Author: Ying Zhaokang

I use crawler to take “Tencent cloud technology community” all articles, see what I get

preface

Free weekend practice crawler will take Tencent cloud technology community to open, ha, classic pikachu at the beginning

This time I use Python crawler plus an “imperfect” word segmentation system to build, Tencent cloud technology community all articles of the word cloud, to see the overall probably write what xi xi 🙂

The body of the

Programming ideas

  1. Gets the addresses of all articles
  2. Content extraction for single article pages
  3. All articles are content extracted and the results are stored in the MongoDB database
  4. Use word segmentation system and wordcloud to construct wordcloud

** Note :** before storing all the article addresses, I added a random number.
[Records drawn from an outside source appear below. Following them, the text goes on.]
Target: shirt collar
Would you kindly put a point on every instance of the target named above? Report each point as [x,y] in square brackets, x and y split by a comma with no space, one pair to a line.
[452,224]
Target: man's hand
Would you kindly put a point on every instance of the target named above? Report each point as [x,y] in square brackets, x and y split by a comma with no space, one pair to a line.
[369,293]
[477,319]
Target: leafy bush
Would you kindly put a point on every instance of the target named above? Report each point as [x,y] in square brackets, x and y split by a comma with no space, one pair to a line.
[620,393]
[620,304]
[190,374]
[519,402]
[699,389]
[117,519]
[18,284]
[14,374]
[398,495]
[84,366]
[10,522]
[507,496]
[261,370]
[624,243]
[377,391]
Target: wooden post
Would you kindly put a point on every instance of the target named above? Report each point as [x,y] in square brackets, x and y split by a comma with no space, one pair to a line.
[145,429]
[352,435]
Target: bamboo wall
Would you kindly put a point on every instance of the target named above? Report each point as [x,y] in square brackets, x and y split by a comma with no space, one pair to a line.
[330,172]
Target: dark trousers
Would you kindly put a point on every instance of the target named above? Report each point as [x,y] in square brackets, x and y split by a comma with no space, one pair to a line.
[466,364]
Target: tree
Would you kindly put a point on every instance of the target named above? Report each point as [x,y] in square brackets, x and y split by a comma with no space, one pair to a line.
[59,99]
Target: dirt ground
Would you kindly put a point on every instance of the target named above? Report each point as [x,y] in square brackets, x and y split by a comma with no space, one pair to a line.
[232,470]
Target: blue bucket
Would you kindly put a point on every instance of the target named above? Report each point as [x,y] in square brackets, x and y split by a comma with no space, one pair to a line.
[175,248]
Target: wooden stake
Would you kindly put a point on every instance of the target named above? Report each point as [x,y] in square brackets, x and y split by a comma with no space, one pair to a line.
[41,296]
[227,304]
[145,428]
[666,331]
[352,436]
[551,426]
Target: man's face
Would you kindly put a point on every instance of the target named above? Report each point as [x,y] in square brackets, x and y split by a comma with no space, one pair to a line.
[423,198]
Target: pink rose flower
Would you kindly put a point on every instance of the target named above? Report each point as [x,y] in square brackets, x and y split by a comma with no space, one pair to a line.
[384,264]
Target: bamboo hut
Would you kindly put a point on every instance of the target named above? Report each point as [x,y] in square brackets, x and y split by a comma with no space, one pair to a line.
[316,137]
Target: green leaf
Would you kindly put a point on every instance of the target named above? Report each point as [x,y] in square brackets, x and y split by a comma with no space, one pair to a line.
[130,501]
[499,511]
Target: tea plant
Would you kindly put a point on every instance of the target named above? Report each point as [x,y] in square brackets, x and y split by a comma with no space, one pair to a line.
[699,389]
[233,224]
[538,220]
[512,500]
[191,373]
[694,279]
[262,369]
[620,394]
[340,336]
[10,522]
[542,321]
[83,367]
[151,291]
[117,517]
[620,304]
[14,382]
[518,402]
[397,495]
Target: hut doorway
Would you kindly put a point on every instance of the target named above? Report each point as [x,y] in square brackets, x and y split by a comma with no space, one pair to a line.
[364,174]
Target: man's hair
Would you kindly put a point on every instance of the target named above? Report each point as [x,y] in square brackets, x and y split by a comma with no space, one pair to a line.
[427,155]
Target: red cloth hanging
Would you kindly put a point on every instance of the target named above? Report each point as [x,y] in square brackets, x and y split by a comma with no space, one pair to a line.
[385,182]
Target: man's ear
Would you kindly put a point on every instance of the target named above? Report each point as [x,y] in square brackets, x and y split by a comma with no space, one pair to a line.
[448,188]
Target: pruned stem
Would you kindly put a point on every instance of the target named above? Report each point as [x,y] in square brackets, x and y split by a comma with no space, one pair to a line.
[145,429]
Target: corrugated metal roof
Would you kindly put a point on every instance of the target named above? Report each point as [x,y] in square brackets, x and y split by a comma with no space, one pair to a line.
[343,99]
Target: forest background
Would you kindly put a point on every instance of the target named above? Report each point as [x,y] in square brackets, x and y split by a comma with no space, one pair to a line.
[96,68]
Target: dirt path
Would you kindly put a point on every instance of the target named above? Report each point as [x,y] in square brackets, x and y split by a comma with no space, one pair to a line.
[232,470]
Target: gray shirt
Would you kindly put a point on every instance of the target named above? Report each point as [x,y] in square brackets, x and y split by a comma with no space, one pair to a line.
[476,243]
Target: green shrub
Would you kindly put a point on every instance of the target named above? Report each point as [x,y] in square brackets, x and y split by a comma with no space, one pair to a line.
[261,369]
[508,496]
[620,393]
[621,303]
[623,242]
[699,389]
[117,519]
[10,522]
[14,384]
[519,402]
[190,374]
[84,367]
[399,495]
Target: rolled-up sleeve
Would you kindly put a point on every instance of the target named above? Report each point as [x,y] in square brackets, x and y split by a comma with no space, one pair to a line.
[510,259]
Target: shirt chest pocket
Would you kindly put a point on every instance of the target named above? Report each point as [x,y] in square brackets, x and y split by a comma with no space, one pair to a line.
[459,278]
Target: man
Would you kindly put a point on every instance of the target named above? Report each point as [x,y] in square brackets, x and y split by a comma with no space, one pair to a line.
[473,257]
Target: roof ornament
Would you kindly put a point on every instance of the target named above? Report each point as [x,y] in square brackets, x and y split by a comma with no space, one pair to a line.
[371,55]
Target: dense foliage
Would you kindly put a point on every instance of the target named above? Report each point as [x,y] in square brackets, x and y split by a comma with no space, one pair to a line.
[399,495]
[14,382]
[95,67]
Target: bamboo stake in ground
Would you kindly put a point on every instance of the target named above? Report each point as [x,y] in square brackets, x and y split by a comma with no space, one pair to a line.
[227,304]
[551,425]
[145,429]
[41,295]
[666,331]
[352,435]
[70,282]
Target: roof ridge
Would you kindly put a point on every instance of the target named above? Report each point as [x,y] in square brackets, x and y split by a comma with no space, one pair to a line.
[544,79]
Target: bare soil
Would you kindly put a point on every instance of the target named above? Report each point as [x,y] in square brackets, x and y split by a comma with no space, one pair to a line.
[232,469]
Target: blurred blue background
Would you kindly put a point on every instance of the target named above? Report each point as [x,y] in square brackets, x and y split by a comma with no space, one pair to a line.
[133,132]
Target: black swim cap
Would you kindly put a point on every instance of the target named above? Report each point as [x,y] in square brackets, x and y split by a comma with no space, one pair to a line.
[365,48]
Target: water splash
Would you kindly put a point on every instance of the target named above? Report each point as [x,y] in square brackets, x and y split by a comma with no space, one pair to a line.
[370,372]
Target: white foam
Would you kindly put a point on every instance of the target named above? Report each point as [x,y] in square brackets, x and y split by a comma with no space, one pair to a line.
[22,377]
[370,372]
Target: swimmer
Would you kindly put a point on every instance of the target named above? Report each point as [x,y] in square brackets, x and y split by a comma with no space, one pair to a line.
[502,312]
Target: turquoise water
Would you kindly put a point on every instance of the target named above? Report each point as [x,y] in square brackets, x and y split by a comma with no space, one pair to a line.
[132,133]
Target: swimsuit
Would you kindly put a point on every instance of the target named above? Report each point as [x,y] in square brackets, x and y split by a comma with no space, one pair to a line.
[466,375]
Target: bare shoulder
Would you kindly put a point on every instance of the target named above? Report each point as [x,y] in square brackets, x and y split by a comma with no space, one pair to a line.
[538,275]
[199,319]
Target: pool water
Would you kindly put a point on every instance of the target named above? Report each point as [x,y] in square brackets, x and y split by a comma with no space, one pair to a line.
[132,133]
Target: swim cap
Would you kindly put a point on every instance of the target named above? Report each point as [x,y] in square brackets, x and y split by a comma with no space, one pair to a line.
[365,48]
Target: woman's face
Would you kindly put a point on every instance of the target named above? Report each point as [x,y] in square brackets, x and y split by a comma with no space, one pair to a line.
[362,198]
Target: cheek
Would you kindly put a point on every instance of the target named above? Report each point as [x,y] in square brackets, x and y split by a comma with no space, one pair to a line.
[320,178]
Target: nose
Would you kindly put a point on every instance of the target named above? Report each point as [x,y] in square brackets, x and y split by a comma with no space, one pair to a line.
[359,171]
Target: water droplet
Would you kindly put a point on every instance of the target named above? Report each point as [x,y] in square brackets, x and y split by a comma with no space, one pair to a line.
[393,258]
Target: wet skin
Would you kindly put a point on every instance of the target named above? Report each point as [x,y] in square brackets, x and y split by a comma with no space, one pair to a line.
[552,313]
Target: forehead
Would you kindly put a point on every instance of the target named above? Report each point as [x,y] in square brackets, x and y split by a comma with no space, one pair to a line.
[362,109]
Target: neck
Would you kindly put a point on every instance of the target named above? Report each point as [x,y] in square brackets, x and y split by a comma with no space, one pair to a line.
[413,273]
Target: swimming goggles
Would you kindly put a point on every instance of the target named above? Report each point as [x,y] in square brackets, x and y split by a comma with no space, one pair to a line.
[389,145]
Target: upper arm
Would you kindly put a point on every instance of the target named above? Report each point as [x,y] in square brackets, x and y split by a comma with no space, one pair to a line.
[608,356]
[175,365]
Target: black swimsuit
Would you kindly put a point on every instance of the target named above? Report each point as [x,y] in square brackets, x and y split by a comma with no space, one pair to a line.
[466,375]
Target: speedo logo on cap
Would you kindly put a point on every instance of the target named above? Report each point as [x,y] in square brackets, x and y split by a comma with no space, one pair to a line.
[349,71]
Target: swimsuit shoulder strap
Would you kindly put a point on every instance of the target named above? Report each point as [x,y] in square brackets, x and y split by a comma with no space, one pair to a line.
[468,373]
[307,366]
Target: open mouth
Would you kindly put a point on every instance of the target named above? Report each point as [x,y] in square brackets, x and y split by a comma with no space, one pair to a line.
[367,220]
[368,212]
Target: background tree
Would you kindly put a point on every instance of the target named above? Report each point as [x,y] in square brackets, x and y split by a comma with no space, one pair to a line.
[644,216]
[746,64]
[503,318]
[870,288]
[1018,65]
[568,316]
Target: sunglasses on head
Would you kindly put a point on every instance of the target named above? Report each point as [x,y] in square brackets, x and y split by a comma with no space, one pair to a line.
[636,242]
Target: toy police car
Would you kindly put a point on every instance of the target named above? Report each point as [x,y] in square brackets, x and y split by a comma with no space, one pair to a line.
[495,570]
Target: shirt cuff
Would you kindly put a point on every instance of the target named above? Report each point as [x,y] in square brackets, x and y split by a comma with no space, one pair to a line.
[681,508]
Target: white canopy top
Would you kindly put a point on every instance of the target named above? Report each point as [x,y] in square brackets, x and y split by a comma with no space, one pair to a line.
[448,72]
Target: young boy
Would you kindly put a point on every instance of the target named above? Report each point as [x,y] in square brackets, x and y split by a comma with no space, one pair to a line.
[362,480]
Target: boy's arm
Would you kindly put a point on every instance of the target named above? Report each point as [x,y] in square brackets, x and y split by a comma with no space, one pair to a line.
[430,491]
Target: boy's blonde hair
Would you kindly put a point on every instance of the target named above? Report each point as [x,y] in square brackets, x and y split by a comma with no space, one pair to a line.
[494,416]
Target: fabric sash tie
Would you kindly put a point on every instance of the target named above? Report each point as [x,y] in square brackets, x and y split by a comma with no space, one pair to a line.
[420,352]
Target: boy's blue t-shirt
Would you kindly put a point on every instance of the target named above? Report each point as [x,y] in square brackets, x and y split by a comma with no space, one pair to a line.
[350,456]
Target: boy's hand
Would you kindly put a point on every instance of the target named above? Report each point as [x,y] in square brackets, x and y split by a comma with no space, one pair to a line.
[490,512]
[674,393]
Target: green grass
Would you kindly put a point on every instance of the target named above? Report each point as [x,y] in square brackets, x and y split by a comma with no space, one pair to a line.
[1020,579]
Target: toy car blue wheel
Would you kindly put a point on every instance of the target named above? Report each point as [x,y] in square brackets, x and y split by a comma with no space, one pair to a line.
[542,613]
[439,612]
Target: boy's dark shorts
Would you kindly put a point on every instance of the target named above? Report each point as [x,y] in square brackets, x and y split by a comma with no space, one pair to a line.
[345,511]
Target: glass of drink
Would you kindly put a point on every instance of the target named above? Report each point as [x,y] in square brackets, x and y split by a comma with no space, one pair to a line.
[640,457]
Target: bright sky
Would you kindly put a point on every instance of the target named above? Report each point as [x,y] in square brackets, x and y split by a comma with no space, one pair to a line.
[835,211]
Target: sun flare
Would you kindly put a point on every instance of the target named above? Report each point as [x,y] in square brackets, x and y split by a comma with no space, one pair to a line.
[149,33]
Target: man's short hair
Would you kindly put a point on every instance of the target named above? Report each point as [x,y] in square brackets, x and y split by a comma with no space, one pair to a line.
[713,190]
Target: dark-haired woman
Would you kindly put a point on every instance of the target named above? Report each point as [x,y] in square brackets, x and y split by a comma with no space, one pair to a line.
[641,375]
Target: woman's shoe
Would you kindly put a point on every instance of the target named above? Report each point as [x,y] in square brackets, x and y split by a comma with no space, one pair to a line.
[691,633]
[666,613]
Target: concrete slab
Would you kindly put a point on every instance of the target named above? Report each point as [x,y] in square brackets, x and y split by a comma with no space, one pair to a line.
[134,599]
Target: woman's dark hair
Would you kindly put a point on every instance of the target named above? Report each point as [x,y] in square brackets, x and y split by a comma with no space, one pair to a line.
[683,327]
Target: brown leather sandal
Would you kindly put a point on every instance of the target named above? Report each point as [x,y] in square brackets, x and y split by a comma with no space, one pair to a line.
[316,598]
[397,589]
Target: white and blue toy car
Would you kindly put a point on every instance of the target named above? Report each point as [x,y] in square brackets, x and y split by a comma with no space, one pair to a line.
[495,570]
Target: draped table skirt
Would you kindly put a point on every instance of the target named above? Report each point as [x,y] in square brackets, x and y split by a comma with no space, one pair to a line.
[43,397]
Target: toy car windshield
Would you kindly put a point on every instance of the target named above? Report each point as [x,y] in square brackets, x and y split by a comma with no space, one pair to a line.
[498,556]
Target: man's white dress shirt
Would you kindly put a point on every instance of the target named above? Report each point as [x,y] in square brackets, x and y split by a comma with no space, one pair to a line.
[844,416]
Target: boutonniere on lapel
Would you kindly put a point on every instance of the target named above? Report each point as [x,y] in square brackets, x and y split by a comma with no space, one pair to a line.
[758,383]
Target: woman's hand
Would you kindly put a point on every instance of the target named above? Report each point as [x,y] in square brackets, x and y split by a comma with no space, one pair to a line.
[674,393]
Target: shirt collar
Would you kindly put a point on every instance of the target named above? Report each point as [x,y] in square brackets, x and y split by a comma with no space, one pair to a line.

Later, articles were randomly selected for extraction to prevent local results due to different dates

Get the article list page, all the article information

Save format:

  • Index Indicates the random number index
  • The title of article
  • Address
  • Article content
    def get_one_page_all(self, url):
        try:
            html = self.get_page_index(self.baseURL)
            # BeautifulSoup parse
            soup = BeautifulSoup(html, 'lxml')
            title = soup.select('.article-item > .title')
            address = soup.select('.article-item > .title > a[href]')
            for i in range(len(title)):
            # generate random index
                random_num = random.randrange(0, 6500)
                content = self.parse_content('https://www.qcloud.com' + address[i].get('href').strip())
                yield {
                    'index' : random_num,
                    'title':title[i].get_text().strip(),
                    'address' : 'https://www.qcloud.com' + address[i].get('href').strip(),
                    'content' : content
                }
        Skip if an index error is encountered
        except IndexError:
            pass

Copy the code
Parse the text
    def parse_content(self, url):
        html = self.get_page_index(url)
        soup = BeautifulSoup(html, 'lxml')
        }}}}}}}}}}}}}}}}}}}}}}}}}}}}}}}}}}}}}}}}
        content = soup.select('.J-article-detail')
        return content[0].get_text()

Copy the code

The results of

In this case, I will directly display the final result, which is not very ideal because the word segmentation system is not very good. In this case, I use regular expression to remove all non-Chinese characters in the content

Since personal computers aren’t very well configured, I split the results into 20 pieces, each made up of 100 randomly selected articles

This is the word cloud generated by all articles, and word segmentation and screening are not very good, resulting in numerals and personal nouns

conclusion

It can be seen that Tencent cloud technology community on the article, most are related to data

Ha ha, not very good, later to improve (word selection)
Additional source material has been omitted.